The new packaging doesn't have an Easy Spout? Quelle disappointment.
@lockdog: Not to get too off-topic, but we buy diapers almost exclusively at Amazon these days, and they've stayed around $40 for 176-pack of size 3 (the price fluctuates, but not by much). It doesn't really make sense to get anything smaller unless we run out and can't wait for a shipment or the baby's moving onto a new size (even then, there's enough of an overlap that you probably don't need anything smaller than a 100-pack). It's not like she's going to stop peeing and shitting.
@DamThatRiver: That is fine if you steal plastic bags from a school, but for those of us who pay for them, this is an interesting news story...
What's the phrase in the lower right of the 80-count box?

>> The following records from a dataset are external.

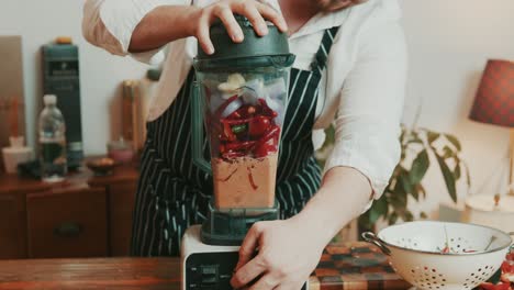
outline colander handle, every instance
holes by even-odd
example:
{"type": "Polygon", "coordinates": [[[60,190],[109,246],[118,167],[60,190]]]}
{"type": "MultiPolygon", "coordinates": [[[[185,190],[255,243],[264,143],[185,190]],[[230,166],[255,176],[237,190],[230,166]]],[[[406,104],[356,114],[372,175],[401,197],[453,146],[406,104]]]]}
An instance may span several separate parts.
{"type": "Polygon", "coordinates": [[[382,239],[380,239],[377,235],[375,235],[372,232],[365,232],[362,233],[362,238],[376,245],[384,255],[390,256],[391,250],[386,246],[386,243],[383,243],[382,239]]]}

It looks like it says 3-something, so it may be a thicker bag. That can explain why it's a smaller box. The garbage bags I buy have a "scented" version that costs the same, just has less bags in it. I wonder if this is the same type of thing?
Real slick how the package is almost identical in size and graphics/printing-except for the 80 count.
I compare this to bleach shrink,1 gallon of bleach was reduced to 96oz then 60oz.They were shelved and advertised with price in BOLD print and the size in FINE tiny print.And the bottle was packaged the same except for the print that said 96oz.
Potato chips and pretezels have been doing the samething at the dollar stores.16oz down to 15 oz,used to have a 18-20 oz bonus bag.Potato chips are really bad dropped from 11 oz to 8 oz and now 5 oz.
@MissTicklebritches:
That's what I was thinking, only you need the same *number* of bags to make sure you keep buying them.
You just need smaller bags because the items you're throwing away are smaller.






















It makes perfect sense. The other products you buy have gotten smaller, so you need fewer garbage bags to dispose of the waste. Done, and done!